The ATP and reduced nicotinamide adenine dinucleotide phosphate (NADPH) are essential catabolic metabolites under starved environment, and are controlled by interconnected glycolysis, gluconeogenesis, pentose phosphate pathway (PPP), and mitochondrial activity such as fatty acid oxidation (FAO) and tricarboxylic acid (TCA) cycles (Figure 1). Recently, several metabolic enzymes have been identified as target genes of Snail transcriptional repressor including phosphofructokinase, platelet (PFKP), fructose-1,6-bisphosphatase 1 (FBP1), and acetyl-CoA carboxylase (ACC2) [16,17,18]. Snail repressor directly binds to the E-boxes located in proximal promoter of those target genes and Snail abundance is inversely correlated [16,17,18]. Interestingly, these Snail target genes are critical enzymes involving NADPH and ATP generation under glucose-starved environment, supporting the important role of Snail in catabolic metabolism during metastatic cancer progression. In this article, we investigate the coordination of metabolic pathways expressed in breast cancer molecular subtypes underlying EMT-regulated catabolic metabolism.
2. Methods
Publicly available mRNASeq data of human breast cancer samples (BRCA) was downloaded (https://gdac.broadinstitute.org). The illuminahiseq_rnaseqv2-RSEM_genes_normalized (MD5) was log2 transformed and the relative transcript abundance of PFKP, ACC2 (ACACB), FBP1, and TIGAR were compared using adjusted p-value (Benjamini–Hochberg). For an unsupervised hierarchical cluster analysis, Ward linkage method was used together with the Pearson distance for both sample and gene clustering. Among 1093 BRCA patient samples with subtype information, mutational status of BRCA1/2, PIK3CA, and p53 were available in 973 samples for hierarchical cluster analysis. The statistical significance of PFKP, ACC2, FBP1, and TIGAR according to the breast cancer subtypes was determined by Tukey’s HSD (honestly significant difference) test.
3. Glycolysis and Gluconeogenesis
Biosynthesis and related anabolic pathways have been investigated in cancer primarily in the context of targeting and controlling the vast growth potential of the tumor. Glucose serves as a primary energy source for proliferation in both normal and cancer cells in ideal glucose-rich conditions. It is not surprising that aerobic glycolysis is evident in proliferating cancer cells, as described early by Warburg [19]. However, the glycolytic pathway is highly inefficient in terms of ATP generation compared to oxidative phosphorylation, so that normal proliferative mammal cells channel their final glycolytic metabolites into the mitochondria to meet their bioenergy demand [20]. Under constant glucose supply, proliferating cancer cells have been proposed to depend on aerobic glycolysis in order to provide glycolytic intermediates for excessive macromolecular biosynthesis and to rapidly produce ATP [21,22]. It should be noted that glucose level in human cancer tissue is much less than its physiologic concentration [19,23].
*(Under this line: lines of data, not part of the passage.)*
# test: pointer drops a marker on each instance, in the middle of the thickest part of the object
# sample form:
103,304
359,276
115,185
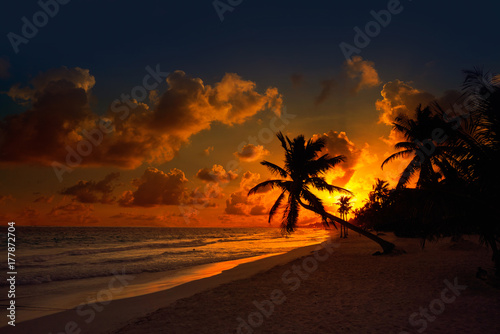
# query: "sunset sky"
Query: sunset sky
157,113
The following metabolic pathways are illustrated in Figure 1. There are three critical and irreversible catalytic steps in aerobic glycolysis [24,25]. The hexokinase (HK), the first rate-limiting step in glycolysis, regulates the intracellular glucose transport through glucose phosphorylation. HK converts glucose into glucose-6-phosphate (G6P), which proceeds along the glycolytic pathway or flux into the PPP depending on the cells metabolic demand. In the glycolytic stream, G6P is converted to fructose-6-phosphate (F6P), which is then catalyzed by the key rate-liming step phosphofructokinase-1 (PFK-1) into fructose-1,6-bisphosphate (F1,6BP). PFK-1, a gatekeeper of glycolysis, has three isoforms: PFKL (liver), PFKM (muscle), and PFKP (platelet) [26]. Cancer cells mainly utilize the PFKP for glycolysis and Snail suppresses PKFP to redirect glucose flux into PPP, resulting in NADPH production via oxidative branch [16]. While knockdown of Snail increases amino acid synthesis and lactate production, Snail-loss cancer cells are susceptible to cell death by oxidative stress or glucose starvation due to decreased NADPH level [16]. An additional critical enzyme activated in late glycolysis is pyruvate kinase M2, an isoform of pyruvate kinase that shifts the glucose flux to lactate formation in cancer cells contrary to physiologic aerobic mitochondrial respiration [27].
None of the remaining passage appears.